Meeting in the central Mexican state Michoacan, where millions of butterflies spend the winter months, the three-country Commission for Environmental Co-operation, or CEC, formally pledged Wednesday to support conservation initiatives for the monarch, a commission statement said.
The monarch butterfly is not listed as endangered but scientists said deforestation could threaten its existence.
The monarchs' annual 5,500-kilometre journey from the forests of Canada and parts of the U.S. to the central Mexican mountains is considered an aesthetic and scientific wonder.
While there was talk of co-operating to save species and fight pollution, there was also concern that the commission was more concerned about politics than the environment.

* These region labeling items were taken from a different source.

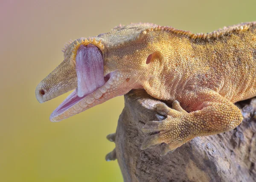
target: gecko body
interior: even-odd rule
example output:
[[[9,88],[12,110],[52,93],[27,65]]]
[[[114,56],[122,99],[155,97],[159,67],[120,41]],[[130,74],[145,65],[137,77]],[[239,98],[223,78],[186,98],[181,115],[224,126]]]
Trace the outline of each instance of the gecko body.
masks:
[[[86,50],[87,46],[92,48]],[[84,71],[78,68],[78,63],[83,63],[82,55],[89,52],[102,56],[105,82],[78,97],[76,92],[83,89],[77,83],[81,82],[78,73]],[[96,57],[86,55],[87,60]],[[157,132],[145,139],[141,148],[164,142],[168,144],[162,151],[164,155],[195,137],[238,126],[243,117],[233,103],[256,95],[256,70],[255,22],[207,34],[131,24],[70,42],[64,51],[63,62],[38,84],[35,93],[43,102],[76,89],[53,112],[52,121],[132,89],[144,89],[154,98],[172,102],[172,108],[156,105],[166,119],[148,121],[143,128],[145,132]]]

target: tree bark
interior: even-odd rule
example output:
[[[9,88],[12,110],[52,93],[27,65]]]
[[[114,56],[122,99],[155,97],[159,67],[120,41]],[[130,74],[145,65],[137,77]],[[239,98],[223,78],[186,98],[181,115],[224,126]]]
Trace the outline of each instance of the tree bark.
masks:
[[[106,156],[117,159],[125,182],[256,182],[256,98],[236,104],[244,119],[235,129],[196,137],[163,156],[165,144],[140,149],[149,135],[141,130],[145,123],[165,118],[155,107],[163,101],[142,90],[125,101],[116,133],[108,136],[116,149]]]

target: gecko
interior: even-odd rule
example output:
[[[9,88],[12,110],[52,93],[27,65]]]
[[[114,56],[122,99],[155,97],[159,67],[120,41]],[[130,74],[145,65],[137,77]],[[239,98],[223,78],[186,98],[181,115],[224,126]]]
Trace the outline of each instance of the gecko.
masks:
[[[229,131],[242,115],[234,103],[256,96],[256,22],[193,34],[150,23],[120,25],[70,41],[63,61],[37,86],[44,102],[74,90],[50,117],[58,122],[133,89],[172,103],[148,121],[141,148],[161,155],[194,137]],[[153,132],[153,133],[152,133]]]

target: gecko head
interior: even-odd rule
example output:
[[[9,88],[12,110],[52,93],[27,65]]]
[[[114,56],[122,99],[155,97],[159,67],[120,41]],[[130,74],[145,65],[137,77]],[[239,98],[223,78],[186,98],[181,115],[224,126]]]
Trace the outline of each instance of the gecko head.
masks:
[[[70,42],[63,51],[63,61],[35,90],[42,103],[74,90],[52,112],[51,121],[63,120],[133,88],[142,88],[152,55],[145,31],[153,26],[119,26]]]

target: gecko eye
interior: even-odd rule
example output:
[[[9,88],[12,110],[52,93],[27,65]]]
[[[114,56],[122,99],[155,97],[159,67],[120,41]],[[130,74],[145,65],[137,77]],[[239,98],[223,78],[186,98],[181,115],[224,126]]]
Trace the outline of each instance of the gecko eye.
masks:
[[[147,60],[146,61],[146,64],[148,64],[150,63],[151,61],[151,59],[152,59],[152,54],[150,54],[148,56],[148,58],[147,58]]]
[[[40,94],[42,95],[44,95],[44,91],[43,89],[40,90],[39,91],[39,93],[40,93]]]

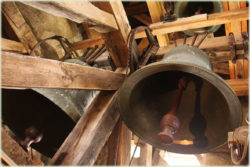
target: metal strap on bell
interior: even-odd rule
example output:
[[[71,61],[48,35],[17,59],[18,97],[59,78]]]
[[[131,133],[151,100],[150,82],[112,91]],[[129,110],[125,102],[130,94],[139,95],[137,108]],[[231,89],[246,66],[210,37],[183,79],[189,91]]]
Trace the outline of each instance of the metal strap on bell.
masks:
[[[173,139],[164,143],[158,136],[163,130],[161,121],[171,111],[183,77],[189,81],[174,113],[180,124],[171,132]],[[135,135],[176,153],[215,150],[227,143],[227,133],[242,120],[234,91],[212,71],[208,56],[188,45],[172,49],[160,62],[131,74],[119,90],[118,102],[122,119]]]

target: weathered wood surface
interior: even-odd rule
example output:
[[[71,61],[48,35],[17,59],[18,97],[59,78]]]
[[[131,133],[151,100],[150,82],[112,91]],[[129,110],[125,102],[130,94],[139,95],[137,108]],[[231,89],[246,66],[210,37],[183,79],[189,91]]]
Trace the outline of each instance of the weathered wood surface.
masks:
[[[116,94],[102,91],[77,122],[50,165],[93,165],[118,118]]]
[[[146,3],[130,5],[125,9],[127,15],[144,14],[148,11]]]
[[[2,44],[2,51],[27,53],[27,50],[25,49],[25,47],[23,46],[23,44],[21,42],[2,38],[1,44]]]
[[[112,14],[104,12],[90,2],[22,2],[49,14],[65,17],[77,23],[88,22],[97,31],[110,32],[117,30],[117,24]],[[100,28],[101,27],[101,28]]]
[[[163,7],[163,2],[147,1],[148,10],[151,16],[152,23],[160,22],[161,16],[164,16],[166,11]],[[135,35],[135,37],[137,34]],[[145,36],[146,37],[146,36]],[[169,38],[167,34],[157,35],[157,40],[160,46],[167,46],[169,44]]]
[[[196,39],[196,43],[198,43],[201,38],[202,38],[202,35],[199,35]],[[193,40],[193,37],[187,38],[186,44],[191,44],[192,40]],[[235,35],[235,42],[236,42],[237,49],[243,48],[243,39],[241,35]],[[176,43],[178,46],[183,45],[183,39],[176,40]],[[206,38],[202,42],[199,48],[203,50],[212,50],[212,51],[229,51],[230,48],[229,48],[228,43],[229,43],[228,36]],[[175,48],[174,44],[171,44],[165,47],[160,47],[156,55],[163,55],[167,53],[168,51],[170,51],[172,48]]]
[[[18,10],[15,2],[3,2],[2,12],[18,39],[22,42],[27,52],[30,53],[31,49],[37,44],[37,39]],[[37,48],[32,56],[42,56],[40,48]]]
[[[96,45],[104,44],[104,39],[102,38],[94,38],[94,39],[86,39],[83,41],[75,42],[72,44],[72,47],[75,50],[87,49],[91,47],[95,47]],[[72,51],[72,48],[67,48],[69,51]]]
[[[100,9],[112,13],[119,27],[118,31],[103,34],[105,45],[117,67],[127,66],[128,36],[131,30],[129,21],[120,1],[94,3]]]
[[[237,96],[248,96],[249,79],[230,79],[226,82],[231,86]]]
[[[136,20],[142,22],[143,24],[145,24],[147,26],[152,24],[151,18],[146,14],[133,15],[132,17],[135,18]]]
[[[2,86],[117,90],[124,75],[89,66],[2,52]]]
[[[25,152],[24,149],[8,134],[7,126],[1,128],[1,144],[9,158],[17,165],[43,165],[43,162],[34,154],[33,158],[30,152]]]
[[[244,21],[248,19],[249,19],[248,8],[244,8],[234,11],[209,14],[207,15],[207,20],[204,21],[193,22],[193,20],[191,20],[191,22],[186,22],[180,25],[174,25],[174,22],[172,23],[166,22],[162,24],[156,23],[156,26],[154,26],[154,24],[151,24],[149,27],[152,29],[153,35],[160,35],[160,34],[167,34],[171,32],[178,32],[195,28],[209,27],[218,24],[225,24],[233,21]],[[146,37],[146,34],[143,31],[138,31],[135,35],[135,38],[144,38],[144,37]]]

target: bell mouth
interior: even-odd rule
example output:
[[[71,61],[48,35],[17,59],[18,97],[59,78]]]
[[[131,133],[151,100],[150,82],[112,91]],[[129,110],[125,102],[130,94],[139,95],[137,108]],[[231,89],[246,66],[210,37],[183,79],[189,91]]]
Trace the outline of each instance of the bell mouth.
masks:
[[[179,1],[175,4],[174,13],[177,18],[190,17],[198,14],[212,14],[223,12],[222,3],[219,1],[214,2],[186,2]],[[215,25],[211,27],[198,28],[184,31],[185,34],[193,36],[194,33],[204,33],[206,30],[210,32],[216,32],[221,25]]]
[[[161,118],[170,109],[178,79],[183,75],[200,77],[204,84],[201,113],[207,122],[205,147],[195,146],[195,137],[189,130],[195,106],[193,83],[183,92],[176,113],[181,126],[174,134],[173,144],[165,145],[157,137]],[[154,147],[182,154],[205,153],[225,144],[227,132],[242,120],[239,100],[230,86],[212,71],[187,63],[158,62],[141,68],[124,82],[118,100],[121,118],[135,135]]]

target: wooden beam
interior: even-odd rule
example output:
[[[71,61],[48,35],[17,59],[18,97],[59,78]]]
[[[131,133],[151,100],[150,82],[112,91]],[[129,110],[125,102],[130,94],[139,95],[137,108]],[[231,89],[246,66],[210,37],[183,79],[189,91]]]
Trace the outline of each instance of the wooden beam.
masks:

Ann Mitchell, a Canadian delegate from the Canadian Institute for Environmental Law and Policy, complained that even when the CEC produces excellent research, political ministers often do nothing to implement recommended changes.
"We have a problem in terms of … the political will to take action to remedy it," she told the CBC.

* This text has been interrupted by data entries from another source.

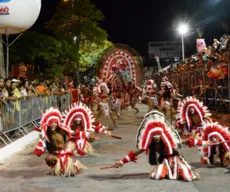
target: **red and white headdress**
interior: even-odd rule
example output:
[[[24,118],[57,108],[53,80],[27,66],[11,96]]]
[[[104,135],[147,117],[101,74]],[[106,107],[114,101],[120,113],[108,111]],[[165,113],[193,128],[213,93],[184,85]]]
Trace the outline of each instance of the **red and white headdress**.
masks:
[[[94,115],[90,108],[81,102],[73,103],[63,112],[62,123],[71,129],[77,118],[81,119],[85,131],[93,129],[93,123],[95,122]]]
[[[230,141],[230,134],[227,127],[223,127],[219,123],[207,123],[203,129],[203,140],[211,140],[216,137],[218,141],[222,142],[222,146],[226,152],[230,152],[230,147],[228,142]],[[207,154],[209,157],[211,155],[211,146],[203,148],[204,155]]]
[[[57,126],[66,131],[70,136],[70,131],[68,128],[66,128],[63,124],[61,124],[61,112],[57,108],[49,108],[45,111],[45,113],[42,115],[40,125],[42,128],[42,137],[46,137],[46,139],[49,141],[48,136],[46,134],[48,126],[51,126],[52,123],[57,123]]]
[[[169,82],[168,77],[164,76],[161,81],[161,91],[160,94],[163,94],[166,89],[170,89],[170,91],[174,91],[173,85]]]
[[[105,87],[106,93],[109,93],[109,88],[108,88],[106,82],[103,82],[102,80],[99,80],[98,84],[93,89],[94,94],[101,93],[102,92],[102,87]]]
[[[181,124],[187,123],[188,130],[191,130],[191,120],[189,118],[189,110],[191,108],[195,110],[195,113],[198,115],[201,123],[203,122],[203,118],[211,116],[211,113],[208,108],[203,105],[203,102],[200,102],[195,97],[186,97],[182,101],[179,101],[177,120],[179,120]]]
[[[146,150],[146,152],[148,152],[149,144],[156,135],[161,136],[166,145],[168,154],[172,154],[173,148],[177,147],[179,135],[166,123],[163,113],[153,110],[146,114],[138,129],[136,143],[137,149]],[[178,138],[176,138],[176,135]]]
[[[147,81],[147,88],[148,88],[148,87],[152,87],[152,88],[154,88],[154,89],[157,88],[157,85],[156,85],[156,83],[155,83],[155,81],[154,81],[153,79],[149,79],[149,80]]]

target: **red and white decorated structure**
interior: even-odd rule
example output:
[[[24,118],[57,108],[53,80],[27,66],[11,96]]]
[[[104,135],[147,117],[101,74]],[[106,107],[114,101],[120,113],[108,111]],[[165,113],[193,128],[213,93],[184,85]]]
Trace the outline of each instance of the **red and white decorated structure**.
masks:
[[[100,69],[99,78],[104,81],[112,81],[116,78],[113,68],[126,72],[135,84],[138,82],[137,61],[134,56],[125,49],[115,49],[105,57]]]

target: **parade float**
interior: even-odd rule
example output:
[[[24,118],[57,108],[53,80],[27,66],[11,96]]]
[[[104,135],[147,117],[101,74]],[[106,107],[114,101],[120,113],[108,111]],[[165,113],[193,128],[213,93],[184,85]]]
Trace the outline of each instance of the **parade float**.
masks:
[[[115,44],[105,50],[97,66],[97,75],[106,82],[124,86],[128,82],[141,84],[143,61],[132,48]]]
[[[0,0],[0,34],[5,35],[6,77],[9,71],[9,48],[20,37],[12,42],[9,35],[22,34],[38,19],[41,11],[41,0]]]
[[[167,66],[154,74],[157,84],[167,76],[186,96],[196,96],[210,109],[230,112],[230,36],[223,35],[212,46],[204,39],[197,40],[197,53],[183,63]]]

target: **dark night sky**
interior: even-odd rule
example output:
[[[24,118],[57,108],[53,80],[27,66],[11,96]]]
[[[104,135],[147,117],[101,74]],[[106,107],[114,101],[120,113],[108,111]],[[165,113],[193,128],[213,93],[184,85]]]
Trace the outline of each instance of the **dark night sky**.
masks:
[[[42,11],[33,30],[45,32],[44,23],[55,13],[61,0],[42,0]],[[210,44],[223,33],[230,34],[230,0],[91,0],[105,15],[100,26],[113,43],[133,47],[147,56],[148,42],[180,40],[176,26],[180,20],[190,31],[204,26],[203,37]],[[186,38],[187,54],[195,52],[196,33]]]

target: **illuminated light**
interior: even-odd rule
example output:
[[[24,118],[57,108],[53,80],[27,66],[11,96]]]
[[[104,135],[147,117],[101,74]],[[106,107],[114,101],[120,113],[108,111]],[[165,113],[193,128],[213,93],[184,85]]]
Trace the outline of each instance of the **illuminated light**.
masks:
[[[181,34],[181,35],[184,35],[188,32],[188,25],[186,24],[180,24],[179,27],[178,27],[178,32]]]

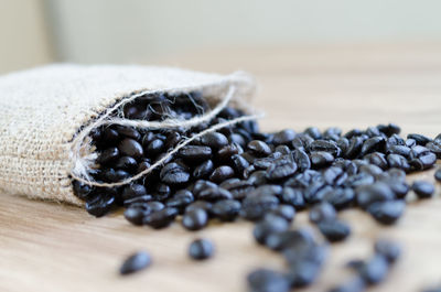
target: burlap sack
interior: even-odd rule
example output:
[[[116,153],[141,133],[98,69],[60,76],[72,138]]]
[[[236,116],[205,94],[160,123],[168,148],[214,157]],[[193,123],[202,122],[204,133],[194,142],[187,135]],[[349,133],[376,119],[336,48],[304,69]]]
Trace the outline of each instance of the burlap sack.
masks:
[[[255,86],[244,73],[115,65],[51,65],[0,77],[1,192],[82,205],[72,175],[84,174],[78,161],[96,158],[74,147],[82,131],[139,94],[192,90],[202,90],[212,104],[230,94],[244,108],[240,100],[249,100]]]

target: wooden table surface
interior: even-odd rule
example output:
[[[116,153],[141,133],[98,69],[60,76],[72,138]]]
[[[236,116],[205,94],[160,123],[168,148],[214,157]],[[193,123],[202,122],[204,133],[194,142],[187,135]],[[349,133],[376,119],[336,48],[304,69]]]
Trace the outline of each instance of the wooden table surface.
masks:
[[[263,130],[308,126],[366,128],[394,121],[404,133],[441,132],[441,44],[283,47],[201,51],[158,61],[194,69],[246,69],[260,85],[255,106],[265,109]],[[409,177],[433,181],[433,171]],[[432,199],[409,203],[394,227],[359,210],[346,210],[353,236],[332,246],[312,288],[325,291],[348,275],[343,267],[367,258],[377,237],[399,240],[402,259],[387,281],[372,291],[420,291],[441,283],[440,185]],[[294,226],[308,225],[301,213]],[[175,224],[152,230],[127,223],[121,213],[96,219],[84,209],[0,194],[0,291],[246,291],[256,267],[282,267],[280,257],[258,247],[251,224],[213,224],[197,232]],[[189,242],[207,237],[216,256],[187,259]],[[121,278],[121,260],[148,250],[154,263]]]

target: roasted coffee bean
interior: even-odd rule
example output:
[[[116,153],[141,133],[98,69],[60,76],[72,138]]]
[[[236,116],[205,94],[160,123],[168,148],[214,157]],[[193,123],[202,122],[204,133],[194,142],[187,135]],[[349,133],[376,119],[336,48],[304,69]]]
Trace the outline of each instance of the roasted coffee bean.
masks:
[[[377,182],[370,185],[362,185],[355,190],[355,193],[358,205],[364,209],[368,208],[373,203],[395,198],[395,194],[389,185],[383,182]]]
[[[263,220],[256,224],[252,230],[256,241],[260,245],[265,245],[269,235],[286,231],[289,228],[289,224],[284,218],[276,215],[268,215]]]
[[[310,159],[311,159],[311,165],[314,169],[321,169],[331,165],[331,163],[334,162],[334,156],[331,153],[323,151],[312,152]]]
[[[143,154],[141,144],[130,138],[123,139],[118,144],[118,150],[122,155],[131,156],[133,159],[140,159]]]
[[[332,140],[315,140],[309,144],[308,148],[311,152],[329,152],[333,156],[340,156],[342,153],[342,150],[337,147],[337,143]]]
[[[271,195],[248,195],[243,202],[240,216],[248,220],[259,220],[269,210],[277,208],[279,199]]]
[[[147,205],[129,207],[125,210],[123,215],[128,221],[135,225],[142,225],[143,218],[151,213]]]
[[[375,252],[385,257],[389,263],[394,263],[401,255],[401,247],[394,241],[378,239],[374,246]]]
[[[323,201],[330,203],[335,209],[341,210],[353,204],[355,192],[349,187],[333,188],[324,194]]]
[[[268,156],[271,154],[271,149],[267,143],[259,140],[252,140],[248,143],[248,149],[252,152],[256,156]]]
[[[215,169],[213,173],[209,175],[209,181],[219,184],[225,180],[233,177],[234,175],[235,172],[230,166],[220,165],[217,169]]]
[[[377,136],[367,139],[363,143],[361,155],[366,155],[375,151],[384,152],[385,150],[386,150],[386,139],[384,137]]]
[[[283,187],[281,199],[283,203],[289,204],[297,209],[303,209],[306,206],[303,194],[298,188],[292,188],[289,186]]]
[[[249,291],[252,292],[288,292],[290,284],[287,277],[278,271],[258,269],[247,277]]]
[[[228,139],[219,132],[211,132],[204,134],[201,142],[209,148],[220,149],[228,144]]]
[[[190,180],[190,174],[185,172],[182,165],[171,162],[161,170],[161,182],[166,184],[182,184]]]
[[[335,208],[326,202],[314,205],[309,214],[310,221],[319,224],[321,221],[333,220],[336,218]]]
[[[287,221],[291,223],[295,216],[295,209],[291,205],[279,205],[277,208],[271,209],[269,215],[279,216]]]
[[[412,184],[412,191],[417,194],[419,198],[428,198],[433,195],[434,186],[429,182],[416,181]]]
[[[191,203],[190,205],[187,205],[185,207],[185,212],[191,212],[193,209],[204,209],[207,212],[207,214],[209,215],[209,212],[212,210],[213,204],[206,201],[195,201],[193,203]]]
[[[349,226],[338,219],[319,221],[318,227],[331,242],[344,240],[351,234]]]
[[[426,136],[419,133],[409,133],[407,136],[407,139],[413,139],[419,145],[426,145],[427,143],[432,141],[432,139],[427,138]]]
[[[438,182],[441,182],[441,169],[439,169],[439,170],[437,170],[437,171],[434,172],[434,179],[435,179]]]
[[[192,192],[187,190],[178,191],[171,198],[169,198],[165,203],[168,207],[178,208],[179,210],[183,210],[186,206],[189,206],[194,201]]]
[[[185,212],[182,217],[182,226],[187,230],[200,230],[208,224],[208,215],[202,208]]]
[[[211,212],[222,221],[233,221],[239,215],[240,206],[240,202],[236,199],[222,199],[213,205]]]
[[[197,164],[212,158],[212,149],[203,145],[185,145],[179,151],[185,162]]]
[[[384,256],[375,255],[361,269],[359,275],[367,284],[378,284],[385,280],[389,266]]]
[[[93,197],[87,197],[86,210],[88,214],[95,217],[101,217],[106,215],[111,206],[115,204],[115,196],[111,194],[97,194]]]
[[[131,184],[126,186],[122,191],[123,201],[140,197],[143,195],[147,195],[147,190],[142,184]]]
[[[214,246],[207,239],[196,239],[189,247],[189,256],[194,260],[206,260],[213,257]]]
[[[129,274],[138,272],[149,267],[151,262],[152,260],[149,253],[144,251],[139,251],[137,253],[131,255],[123,261],[121,268],[119,268],[119,273]]]
[[[213,169],[214,169],[213,161],[207,160],[194,169],[193,177],[196,180],[206,179],[209,176],[209,174],[212,174]]]
[[[98,162],[99,164],[110,163],[110,162],[117,160],[118,156],[119,156],[119,150],[118,150],[118,148],[111,147],[111,148],[106,149],[105,151],[103,151],[103,152],[99,154],[99,156],[98,156],[98,159],[97,159],[97,162]]]
[[[233,195],[227,190],[215,186],[202,191],[197,198],[208,202],[216,202],[220,199],[232,199]]]
[[[406,203],[400,199],[376,202],[370,204],[367,212],[378,221],[385,225],[394,224],[405,212]]]
[[[164,228],[174,220],[178,214],[179,210],[176,208],[165,207],[163,209],[147,215],[143,219],[143,224],[149,225],[155,229]]]

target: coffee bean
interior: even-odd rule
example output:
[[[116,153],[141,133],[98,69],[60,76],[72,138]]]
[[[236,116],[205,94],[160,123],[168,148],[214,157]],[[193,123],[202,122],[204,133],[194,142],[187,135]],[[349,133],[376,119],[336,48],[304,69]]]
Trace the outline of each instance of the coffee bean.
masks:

Contributed to carbon emissions
And though the air was thick with talk of global warming and greenhouse gases, the conference was full of participants whose flights to Mexico contributed tonnes of carbon emissions to the environment.
Quebec delegate Jean Guy Depot said that as an environmentalist, it would be his last time travelling by air for the CEC.

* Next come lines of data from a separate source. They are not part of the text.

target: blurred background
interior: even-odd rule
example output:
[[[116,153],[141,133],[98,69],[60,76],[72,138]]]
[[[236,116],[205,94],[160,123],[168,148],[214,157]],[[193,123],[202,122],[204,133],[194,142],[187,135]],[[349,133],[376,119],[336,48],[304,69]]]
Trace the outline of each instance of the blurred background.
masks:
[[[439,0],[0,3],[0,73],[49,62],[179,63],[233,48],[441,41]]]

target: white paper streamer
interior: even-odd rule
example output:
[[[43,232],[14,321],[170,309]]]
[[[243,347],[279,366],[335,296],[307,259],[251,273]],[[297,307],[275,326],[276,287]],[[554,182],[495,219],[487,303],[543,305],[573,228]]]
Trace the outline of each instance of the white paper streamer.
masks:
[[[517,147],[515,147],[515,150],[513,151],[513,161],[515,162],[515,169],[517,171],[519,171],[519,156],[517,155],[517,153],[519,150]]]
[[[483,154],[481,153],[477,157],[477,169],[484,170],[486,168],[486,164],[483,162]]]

"In the future I won't take planes outside of Canada so it's probably my last visit to Mexico. And I would like to participate by webcam," he said.
Exequiel Escurra, a leading research scientist from Mexico, said he hoped the commission would address controversial trade-related issues such as U.S. corn subsidies.
He said the subsidies are devastating to Mexican farmers, who are driven off the land and forced to clearcut forests in order to grow more corn. The crisis is both a social and an environmental one, he said.
Efforts to save vaquita marina
"There's an issue of justice in the subsidies that I do hope the Commission for Environmental Co-operation can see because it is related to trade, which is the basic role for the CEC," he said.
Along with efforts to save threatened monarch butterflies, the three countries also agreed to joint efforts to aid the vaquita marina, a grey porpoise native to the Gulf of California, also known as the Sea of Cortés or the Sea of Cortez. They are sometimes caught in fishing nets and their habitat is damaged by shrimp boats that trawl the sea floor.
Only 500 of the porpoises are thought to exist, environmentalists say.
The CEC — a panel set up by Mexico, the U.S. and Canada under the North American Free Trade Agreement — also said it has launched a Google Earth mapping tool that lets users explore pollution data from more than 30,000 industrial facilities in the three countries.